Tentu saja, kami sebagai orang tua tidak pernah melepaskannya sendiri untuk berjuang melewati masa remaja tanpa bimbingan. Kami sendiri sangat prihatin memperhatikan kondisi remaja yang dibiarkan begitu saja oleh orang tuanya untuk menjalani masa remajanya tanpa bimbingan, bahkan diabaikan. Bagi kami, tanggung jawab ini melekat dan menuntut upaya keras berketerusan serta akan ditanyakan di akhirat nanti. Apalagi mengingat masih ada anak-anak kami yang lebih kecil. Sekarang adalah masanya anak pertama kami. Sesudah itu akan menyusul anak kedua kami, anak ketiga kami, anak keempat kami, dan seterusnya (jika Allah izinkan). Tentu pula, tanpa pertolongan Allah, mustahil kami bisa menjalani ini semua, dan hanya kepada Allah-lah kami memohon pertolongan.

Ya, Allah, bantulah kami...

Kamis, Februari 27, 2014

Golden Light

Beberapa waktu yang lalu anak saya yang paling kecil pergi ke tempat outbound bersama teman-temannya satu sekolah. Saat itu memang merupakan jadwal acara keluar dari sekolahnya, sebuah Taman Kanak-kanak, berombongan bersama para guru dan orang tua. Dan biasanya, di tempat acara-acara seperti itu ada tukang foto keliling yang memfoto para peserta, kemudian secara cepat mencetak foto-foto yang mereka ambil sehingga bisa dipajang di sekitar pintu keluar tempat acara sebelum para peserta pulang. Tujuannya tentu saja supaya dibeli oleh para peserta, terutama yang tidak membawa kamera sendiri, termasuk istri saya yang mendampingi anak kami tadi.

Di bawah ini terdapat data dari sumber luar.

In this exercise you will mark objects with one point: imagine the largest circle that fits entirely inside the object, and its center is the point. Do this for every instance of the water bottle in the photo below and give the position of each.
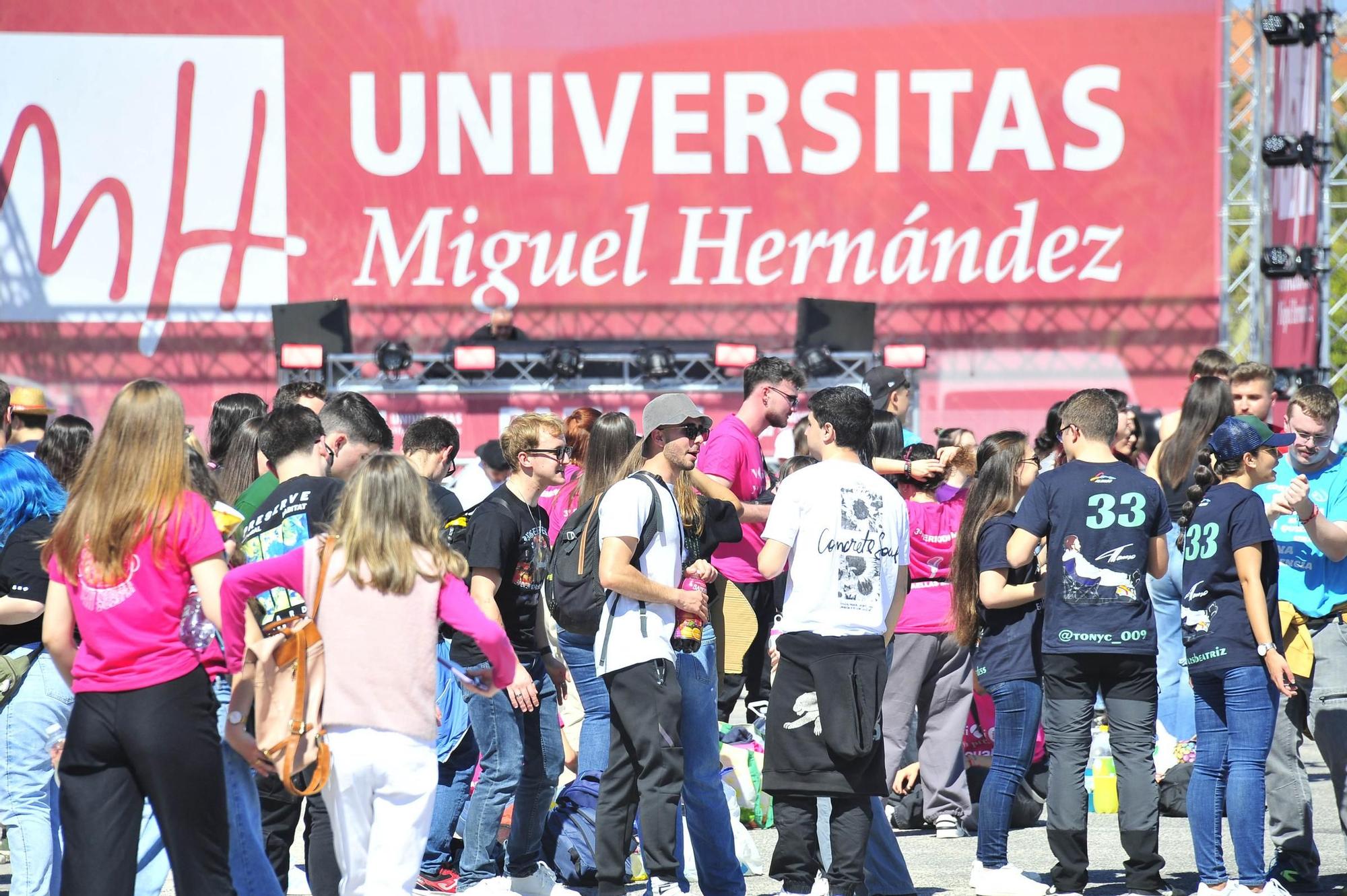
(688, 627)
(56, 739)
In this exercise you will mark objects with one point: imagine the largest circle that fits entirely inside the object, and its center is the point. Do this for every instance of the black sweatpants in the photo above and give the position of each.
(1128, 684)
(795, 862)
(158, 742)
(758, 665)
(645, 762)
(281, 813)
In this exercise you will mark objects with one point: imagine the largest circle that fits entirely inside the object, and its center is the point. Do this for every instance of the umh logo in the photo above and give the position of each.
(143, 179)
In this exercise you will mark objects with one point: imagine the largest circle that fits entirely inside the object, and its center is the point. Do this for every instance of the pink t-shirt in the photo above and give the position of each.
(934, 525)
(733, 454)
(130, 629)
(560, 501)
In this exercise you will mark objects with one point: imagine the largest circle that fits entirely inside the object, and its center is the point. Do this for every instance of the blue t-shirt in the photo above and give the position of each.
(1217, 634)
(1100, 520)
(1307, 579)
(1010, 640)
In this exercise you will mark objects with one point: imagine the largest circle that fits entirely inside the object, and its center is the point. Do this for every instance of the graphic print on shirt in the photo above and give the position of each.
(859, 571)
(98, 595)
(293, 532)
(1086, 582)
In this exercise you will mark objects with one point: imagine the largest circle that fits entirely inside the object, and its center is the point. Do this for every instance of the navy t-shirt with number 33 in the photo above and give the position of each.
(1217, 634)
(1100, 520)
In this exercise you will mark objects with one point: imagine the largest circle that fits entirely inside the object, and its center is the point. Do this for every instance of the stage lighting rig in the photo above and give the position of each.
(657, 362)
(393, 357)
(1280, 263)
(564, 361)
(1290, 28)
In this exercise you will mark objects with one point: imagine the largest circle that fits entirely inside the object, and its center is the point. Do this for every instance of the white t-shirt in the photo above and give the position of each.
(624, 638)
(848, 530)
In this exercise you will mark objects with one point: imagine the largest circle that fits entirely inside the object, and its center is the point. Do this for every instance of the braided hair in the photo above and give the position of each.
(1210, 471)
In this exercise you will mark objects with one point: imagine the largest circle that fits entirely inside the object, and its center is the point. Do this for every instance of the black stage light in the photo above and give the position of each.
(817, 361)
(393, 357)
(564, 362)
(657, 362)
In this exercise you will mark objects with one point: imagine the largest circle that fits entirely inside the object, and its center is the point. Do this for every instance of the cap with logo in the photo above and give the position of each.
(882, 382)
(1237, 436)
(670, 411)
(29, 400)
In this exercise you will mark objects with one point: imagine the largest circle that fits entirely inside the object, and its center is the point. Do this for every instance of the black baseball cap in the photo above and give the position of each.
(880, 382)
(492, 455)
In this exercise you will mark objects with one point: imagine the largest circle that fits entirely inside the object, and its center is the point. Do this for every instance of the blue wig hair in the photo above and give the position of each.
(28, 491)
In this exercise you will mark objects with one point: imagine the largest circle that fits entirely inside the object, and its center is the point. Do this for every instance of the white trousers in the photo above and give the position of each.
(381, 798)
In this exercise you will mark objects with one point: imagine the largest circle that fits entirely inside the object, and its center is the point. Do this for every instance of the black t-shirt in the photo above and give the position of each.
(22, 575)
(1217, 634)
(1011, 638)
(296, 512)
(447, 504)
(1100, 520)
(508, 536)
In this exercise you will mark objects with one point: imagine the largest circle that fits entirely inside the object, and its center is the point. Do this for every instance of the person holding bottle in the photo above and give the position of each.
(1233, 649)
(999, 614)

Pada malam hari sepulang kantor, istri saya menunjukkan foto hasil jepretan tukang foto keliling yang dibelinya di tempat acara outbond tadi. Tentu saja yang dibeli adalah foto-foto anak kami, beberapa lembar. Harganya cukup mahal juga, ya tidak apa-apa. Cukuplah untuk mengganti kerepotan kalau harus mencetak foto hasil jepretan kamera kami sendiri.

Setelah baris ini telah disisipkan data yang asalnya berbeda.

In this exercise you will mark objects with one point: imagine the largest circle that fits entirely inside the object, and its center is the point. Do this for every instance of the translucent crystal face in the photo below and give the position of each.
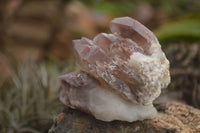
(126, 67)
(110, 59)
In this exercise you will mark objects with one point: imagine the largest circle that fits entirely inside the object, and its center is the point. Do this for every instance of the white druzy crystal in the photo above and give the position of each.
(124, 73)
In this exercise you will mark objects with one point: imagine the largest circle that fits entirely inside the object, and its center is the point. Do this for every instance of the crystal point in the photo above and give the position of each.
(124, 72)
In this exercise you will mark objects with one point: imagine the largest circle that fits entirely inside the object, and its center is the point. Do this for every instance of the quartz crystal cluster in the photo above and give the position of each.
(123, 72)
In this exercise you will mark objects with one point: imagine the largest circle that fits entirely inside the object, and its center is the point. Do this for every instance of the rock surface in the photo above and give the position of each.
(173, 117)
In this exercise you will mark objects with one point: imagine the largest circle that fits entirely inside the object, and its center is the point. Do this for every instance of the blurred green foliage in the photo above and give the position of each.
(184, 30)
(30, 102)
(127, 7)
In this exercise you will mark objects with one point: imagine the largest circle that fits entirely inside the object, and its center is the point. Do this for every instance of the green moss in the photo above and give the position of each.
(29, 103)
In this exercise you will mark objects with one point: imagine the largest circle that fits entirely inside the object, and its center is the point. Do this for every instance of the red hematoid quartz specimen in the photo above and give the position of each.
(123, 73)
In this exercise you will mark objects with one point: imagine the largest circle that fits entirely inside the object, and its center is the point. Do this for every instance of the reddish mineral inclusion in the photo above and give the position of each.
(127, 65)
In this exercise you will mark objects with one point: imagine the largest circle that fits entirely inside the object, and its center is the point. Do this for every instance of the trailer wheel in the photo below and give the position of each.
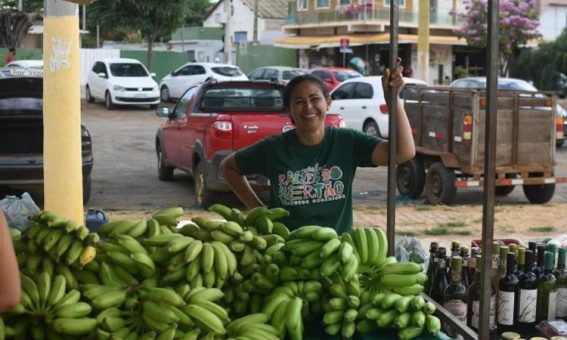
(505, 190)
(410, 178)
(440, 184)
(539, 194)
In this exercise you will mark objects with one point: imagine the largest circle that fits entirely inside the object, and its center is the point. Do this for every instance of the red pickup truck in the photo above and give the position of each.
(214, 119)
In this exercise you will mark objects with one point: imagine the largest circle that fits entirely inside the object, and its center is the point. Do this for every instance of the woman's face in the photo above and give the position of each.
(308, 107)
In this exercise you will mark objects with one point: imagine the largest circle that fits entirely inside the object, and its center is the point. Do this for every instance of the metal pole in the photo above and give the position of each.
(228, 32)
(489, 167)
(62, 171)
(392, 132)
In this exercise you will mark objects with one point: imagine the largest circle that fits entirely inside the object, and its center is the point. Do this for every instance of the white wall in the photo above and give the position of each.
(553, 20)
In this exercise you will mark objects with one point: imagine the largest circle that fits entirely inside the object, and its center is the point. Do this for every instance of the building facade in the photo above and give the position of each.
(316, 28)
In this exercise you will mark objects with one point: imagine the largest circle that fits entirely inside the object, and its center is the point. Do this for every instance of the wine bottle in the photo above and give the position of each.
(526, 296)
(546, 292)
(561, 277)
(440, 281)
(473, 300)
(521, 261)
(432, 267)
(455, 293)
(465, 268)
(506, 296)
(540, 264)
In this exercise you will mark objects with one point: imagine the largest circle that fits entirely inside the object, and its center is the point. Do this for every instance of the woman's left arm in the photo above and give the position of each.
(405, 148)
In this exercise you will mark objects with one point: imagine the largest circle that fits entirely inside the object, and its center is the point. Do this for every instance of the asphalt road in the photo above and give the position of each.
(125, 168)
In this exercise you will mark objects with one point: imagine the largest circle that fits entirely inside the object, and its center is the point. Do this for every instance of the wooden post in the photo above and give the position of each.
(62, 111)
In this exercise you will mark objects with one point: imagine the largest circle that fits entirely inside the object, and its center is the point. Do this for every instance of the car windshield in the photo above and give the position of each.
(226, 71)
(344, 75)
(128, 70)
(242, 99)
(287, 75)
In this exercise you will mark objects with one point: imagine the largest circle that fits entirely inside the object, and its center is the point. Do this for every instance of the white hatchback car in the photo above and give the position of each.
(361, 103)
(177, 82)
(121, 81)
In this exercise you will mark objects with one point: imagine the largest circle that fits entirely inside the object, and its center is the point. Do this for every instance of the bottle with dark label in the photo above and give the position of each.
(526, 296)
(473, 300)
(465, 268)
(506, 296)
(433, 260)
(546, 292)
(540, 262)
(521, 258)
(440, 281)
(455, 294)
(561, 277)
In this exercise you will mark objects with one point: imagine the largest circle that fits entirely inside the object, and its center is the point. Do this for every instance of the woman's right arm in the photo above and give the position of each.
(239, 183)
(10, 280)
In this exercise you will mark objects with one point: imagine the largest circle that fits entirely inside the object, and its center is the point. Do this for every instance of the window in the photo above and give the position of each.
(363, 91)
(402, 3)
(241, 36)
(344, 91)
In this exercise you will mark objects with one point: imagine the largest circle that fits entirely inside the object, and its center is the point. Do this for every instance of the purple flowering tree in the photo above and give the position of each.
(518, 24)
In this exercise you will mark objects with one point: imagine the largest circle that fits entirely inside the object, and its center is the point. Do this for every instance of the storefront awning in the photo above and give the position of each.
(311, 41)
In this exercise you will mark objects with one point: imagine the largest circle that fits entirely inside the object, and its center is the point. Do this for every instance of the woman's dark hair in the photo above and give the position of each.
(295, 81)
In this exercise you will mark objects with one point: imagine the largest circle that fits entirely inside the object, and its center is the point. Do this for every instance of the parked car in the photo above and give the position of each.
(213, 119)
(174, 85)
(517, 85)
(25, 64)
(333, 76)
(361, 103)
(283, 74)
(21, 134)
(121, 81)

Ada satu lembar foto anak kami yang diambil secara close-up, dengan pose kepala dimiringkan dan senyum lebar yang manis sekali. Saya tertegun melihatnya cukup lama. Dalam hati saya berkata, "Aih..cantik sekali anakku ini." Kalau mengingat-ingat kembali pose anak kami ini pada foto-fotonya yang lain, saya pikir, anak kami ini photogenic juga. Kenapa? Ya karena pose-posenya begitu memperlihatkan kecantikan dirinya.

Terus apa hubungannya dengan Golden Light?

Saya mendengar istilah Golden Light pertama kali pada suatu tayangan teleivisi dahulu ketika ada komentator yang menanggapi foto-foto hasil jepretan seseorang yang dipujinya sebagai Golden Light. Artinya jepretannya sangat pas pada waktu di mana semua seginya bagus: momennya, sudutnya, pencahayaannya, posenya, dan sebagainya. Tentu ini luar biasa karena sebenarnya susah juga menemukan saat yang tepat untuk mengambil gambar. Ketika orang memfoto suatu peristiwa, mungkin dari sekian banyak foto yang dia buat, hanya sedikit yang bagus. Ya, tidak semua menjadi Golden Light.

Lalu apa hubungannya dengan foto anak saya?

Bagi saya, tentu anak-anak perempuan saya cantik-cantik semuanya. Kalau anak laki-laki saya, tentu saja ganteng (Seperti bapaknya? Oh tidak, tentu lebih ganteng daripada bapaknya!). Dan ada kalanya foto-foto mereka diambil pada saat yang tepat sehingga kecantikan atau kegantengan mereka begitu terlihat. Dan kalau sudah begini, orang tua (saya dan istri saya) yang melihatnya menjadi begitu tersentuh. Apa efeknya? Tentu jadi menggugah rasa sayang kami menjadi semakin besar, di tengah-tengah kejengkelan kami yang kadang muncul karena tingkah polah mereka sehari-hari.

Bukan berarti kalau tidak melihat foto anak-anak kami, rasa sayang kami tidak besar ya. Bukan begitu. Namun ini semacam pengingat atau semacam charging pada baterai kasih sayang di mana ada penguatan yang cukup berarti dengan saat seperti itu: memandangi foto-foto cantik dan gantengnya anak-anak.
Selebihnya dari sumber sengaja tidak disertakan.